The maneuvers and the mishap takes place against a backdrop of several provocative moves on the part of the Islamic Republic of Iran. Iranian speedboats have regularly buzzed American ships with weapons hot. President Trump has ordered the navy to blow any Iranian vessel that approaches too close out of the water.

Iran is under considerable pressure thanks to economic sanctions imposed by the United States, rock bottom oil prices, and the effects of the coronavirus pandemic. The numbers of Iranians who have been infected and those who have died from the disease are currently not known outside of Iran.
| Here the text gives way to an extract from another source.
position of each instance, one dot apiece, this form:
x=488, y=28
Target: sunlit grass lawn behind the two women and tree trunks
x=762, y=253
Official government numbers are suspect, with western intelligence agencies suspecting that Tehran is downplaying the extent of the damage that the pandemic is causing inside the Islamic Republic.

Business Insider notes that the maneuvers were supposed to demonstrate Iran’s prowess on the oceans. The accidental missile launch has had quite the opposite effect.
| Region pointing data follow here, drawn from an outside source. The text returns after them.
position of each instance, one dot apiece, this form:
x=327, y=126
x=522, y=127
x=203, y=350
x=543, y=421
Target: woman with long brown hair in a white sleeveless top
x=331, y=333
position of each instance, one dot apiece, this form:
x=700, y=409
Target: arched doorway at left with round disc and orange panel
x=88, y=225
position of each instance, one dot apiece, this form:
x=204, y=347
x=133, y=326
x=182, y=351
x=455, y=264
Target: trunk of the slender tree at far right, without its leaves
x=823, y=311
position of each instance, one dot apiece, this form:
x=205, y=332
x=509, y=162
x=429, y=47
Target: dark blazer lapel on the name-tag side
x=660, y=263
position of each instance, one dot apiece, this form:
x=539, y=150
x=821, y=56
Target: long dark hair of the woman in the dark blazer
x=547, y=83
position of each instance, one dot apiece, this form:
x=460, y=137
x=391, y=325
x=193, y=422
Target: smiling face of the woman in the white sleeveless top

“Sunday’s exercise was intended to spotlight the long-range capabilities of Iran’s top domestically produced guided-missile frigate, the Jamaran, which is considered the most capable in Iran’s navy. The Jamaran was supposed to fire a sophisticated guided missile in the Gulf of Oman on Sunday at a target being towed by a support ship, according to social media posts and Telegram messages translated by the BBC and The New York Times. But confusion over the release of the target and the timing of the missile launch sent the projectile into the support ship instead.”

The tensions in the Persian Gulf region and the provocative behavior of the Iranian military started last January when the United States assassinated Qassem Suliemani, the head of the terrorist Al Kuds force, in a drone strike near the Baghdad Airport. Two days later, Iranian antiaircraft batteries mistakenly shot down a Ukrainian airliner near the Tehran Airport, apparently mistaking it for an American military plane.

Thus far President Trump has been reluctant to engage Iran militarily. He has expressed skepticism about entering into another Middle East war, the idea being that the ones the United States has engaged in since 9/11 have been a waste of lives and treasure. Trump has preferred to use economic and diplomatic pressure against Iran, along with the occasional cyberattack, to keep things from boiling over.

For Trump, the main national security threat to the United States is China, especially in the wake of the coronavirus pandemic, which many blame on Beijing for covering up the extent of the disease when it first broke out in Wuhan. Iran is certainly a potential danger, for its support of terrorism and its pursuit of a nuclear arsenal.

Iran has been engaged in a low-level war against Israel for quite some time. Iranians, according to the Times of Israel, attempted to conduct a cyberattack against the Jewish state’s water infrastructure. Israel is currently mulling how to respond.

In the meantime, Israel has achieved some success in driving out Iranian military units from Syria. Relentless Israeli airstrikes have left the Iranian position in Syria untenable. Indeed, some security experts believe that if military strikes on Iran are considered necessary, they may be carried out by Israel with American and Gulf Arab support.